Ces extraits de textes éclairent aussi l’importance de certains livres comme New York 1954-55 de William Klein ou Nothing Personal de Richard Avedon. Daido Moriyama parle aussi de sa passion pour sa ville, Tokyo, et pour son quartier de Shinjuku, qu’il ne cesse de photographier. “Alors que j’éditais mon livre sur Hawaii, je n’arrêtais pas de penser que mon projet suivant serait consacré à Tokyo. Je me serais dirigé vers Shinjuku, qui n’a jamais cessé de capter mon attention, puis je me serais rendu dans les périphéries de la ville, et je serais rentré en dessinant comme un mouvement concentrique avec mes pas, retrouvant mon quartier de Shinjuku à la fin de mon périple.”

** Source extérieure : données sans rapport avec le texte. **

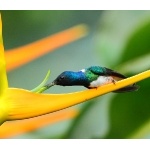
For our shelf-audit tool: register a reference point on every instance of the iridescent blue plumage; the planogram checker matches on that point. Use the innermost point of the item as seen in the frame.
(91, 77)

Célèbre pour ses photographies en noir et blanc, pleines de vie, de force et de pulsions, Moriyama propose dans ces pages des images en couleurs, et de surcroît des Polaroid jamais publiés. Souvent bruts et sans apprêt, ces images sont autant de témoignages précieux de la vision de l’artiste. Ce sont des séquences intimes. Elles ne montrent aucun événement. Elles témoignent, au contraire, de la réalité fragile et précaire qui entoure l’artiste. Des jours de joie et de peine. Des récits. Des vies souvent à la marge. Des anonymes. “Avec la couleur, dit-il, j’ai un rapport plus direct aux choses. J’aime quand elle est très franche ou au contraire très douce, en surface. Pour certains lieux, comme les cabarets, les bars ou les lieux de restauration rapide, cela m’a paru être une évidence que je devais utiliser la couleur. Dans ces endroits, je sens l’odeur du danger.”
Comme en noir et blanc, on retrouve les mêmes motifs, le même lexique, les mêmes formes et matières mais aussi les mêmes obsessions : figures féminines, natures mortes, objets abandonnés, tuyauterie, fils électriques mais aussi l’image de son propre reflet. Sa proposition confronte le spectateur à une expérience – une expérience de vie – qui se déploie sur plus de cinquante ans. Elle est une évocation incarnée de ses sensations, de ses émotions, de ses sentiments mais aussi de son expérience de photographe. Chaque fragment de ce journal intime est un monde, et chacun de ces mondes forme un fragment de son œuvre.